I’m trying to perform various operations such as multiplication, inversion, solving, Cholesky decomposition in batches with CUDA.jl.

As far as I’m aware, there is no high-level API for doing this, as is the case with Tensorflow/PyTorch, e.g. tf.linalg.inv which natively supports batched operations.

Instead, I have been trying to use the low-level CUBLAS wrappers. I would have expected these to accept multi-dimensional arrays […, N, N] but instead most of them seem to accept vectors of CuArrays.

Here is an example using gemv_batched!.

I wanted to confirm two things:

- Is this the correct way to be performing batched operations with CUDA.jl?
- Are these operations actually parallelised over the batch or just within each single operation (it’s the vector of CuArrays that is making me doubt this)?

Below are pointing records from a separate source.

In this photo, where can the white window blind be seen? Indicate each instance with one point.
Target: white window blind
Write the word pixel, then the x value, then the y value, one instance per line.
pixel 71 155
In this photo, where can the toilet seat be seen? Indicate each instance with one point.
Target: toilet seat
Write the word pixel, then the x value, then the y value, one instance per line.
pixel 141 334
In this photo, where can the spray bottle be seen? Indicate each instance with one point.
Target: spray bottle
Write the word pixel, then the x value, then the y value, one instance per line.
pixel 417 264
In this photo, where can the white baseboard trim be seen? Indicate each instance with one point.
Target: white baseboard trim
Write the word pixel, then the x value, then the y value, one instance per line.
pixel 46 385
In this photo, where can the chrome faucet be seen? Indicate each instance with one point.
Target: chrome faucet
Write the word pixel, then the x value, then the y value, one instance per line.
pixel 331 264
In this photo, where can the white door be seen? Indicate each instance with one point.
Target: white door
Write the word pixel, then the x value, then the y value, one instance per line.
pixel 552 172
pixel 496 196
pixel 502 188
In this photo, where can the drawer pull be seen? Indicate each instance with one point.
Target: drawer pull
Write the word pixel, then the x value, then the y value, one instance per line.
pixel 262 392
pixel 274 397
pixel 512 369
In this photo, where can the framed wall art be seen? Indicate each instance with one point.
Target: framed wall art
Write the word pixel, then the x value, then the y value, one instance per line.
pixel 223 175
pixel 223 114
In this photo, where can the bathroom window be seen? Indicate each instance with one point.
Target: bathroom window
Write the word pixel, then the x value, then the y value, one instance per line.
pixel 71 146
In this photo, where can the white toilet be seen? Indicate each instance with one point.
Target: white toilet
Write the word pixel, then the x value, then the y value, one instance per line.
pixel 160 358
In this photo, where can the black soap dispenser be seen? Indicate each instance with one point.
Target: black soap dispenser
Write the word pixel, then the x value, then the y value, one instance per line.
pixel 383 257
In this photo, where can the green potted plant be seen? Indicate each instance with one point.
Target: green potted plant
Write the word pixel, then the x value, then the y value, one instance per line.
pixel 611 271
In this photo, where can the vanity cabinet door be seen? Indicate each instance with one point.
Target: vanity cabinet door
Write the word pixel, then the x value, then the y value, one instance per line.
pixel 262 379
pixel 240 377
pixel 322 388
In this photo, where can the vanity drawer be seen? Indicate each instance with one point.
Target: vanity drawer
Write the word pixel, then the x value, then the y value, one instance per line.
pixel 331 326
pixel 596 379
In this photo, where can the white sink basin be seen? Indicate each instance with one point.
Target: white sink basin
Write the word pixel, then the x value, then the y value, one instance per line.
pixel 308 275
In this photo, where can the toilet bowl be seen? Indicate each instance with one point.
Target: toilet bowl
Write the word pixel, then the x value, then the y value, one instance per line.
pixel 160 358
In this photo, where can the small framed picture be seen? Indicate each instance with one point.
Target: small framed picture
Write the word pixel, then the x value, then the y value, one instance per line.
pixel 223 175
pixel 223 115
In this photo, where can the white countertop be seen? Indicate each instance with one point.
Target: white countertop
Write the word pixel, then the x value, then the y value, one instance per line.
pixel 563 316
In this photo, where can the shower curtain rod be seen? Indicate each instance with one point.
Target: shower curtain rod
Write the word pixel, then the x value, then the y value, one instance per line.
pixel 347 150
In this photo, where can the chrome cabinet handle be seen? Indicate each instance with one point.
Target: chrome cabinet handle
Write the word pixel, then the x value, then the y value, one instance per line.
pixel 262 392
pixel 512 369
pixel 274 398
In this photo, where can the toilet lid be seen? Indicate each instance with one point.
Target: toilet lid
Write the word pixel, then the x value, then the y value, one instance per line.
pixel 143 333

As a follow-up question, are there any plans to implement a Tensorflow/PyTorch style high-level interface for batch operations. If so, I would be happy to help where I can as my research would benefit greatly from such implementations.

1 Like

The `strided_batched`

methods are the ones accepting multi-dimensional arrays (as per NVIDIA naming), and are supposed to be faster than the ones using vectors of GPU arrays: https://developer.nvidia.com/blog/cublas-strided-batched-matrix-multiply/

Other than that, I’m not terribly familiar with the use or design of batched APIs, so help is always appreciated. There is some existing work though, like `batched_mul!`

in NNlib.jl, Batched.jl, BatchedBLAS.jl, etc.

2 Likes

We have a few low-level wrappers for batch operations in `CUBLAS`

and `CUSOLVER`

:

I confirm that these operations are parallelized over the batch.

I am reluctant to adding an high-level dispatch (mul!, cholesky, etc…) because we don’t have a “batch” version for CPU.

2 Likes

Thank you both for clarifying!

1 Like

This is a very fair point and I can see how this could lead to confusion. How would you feel about adding a high-level interface specifically for the non-strided batch case?

I believe all of these are already supported by Julia through automatic broadcasting. E.g.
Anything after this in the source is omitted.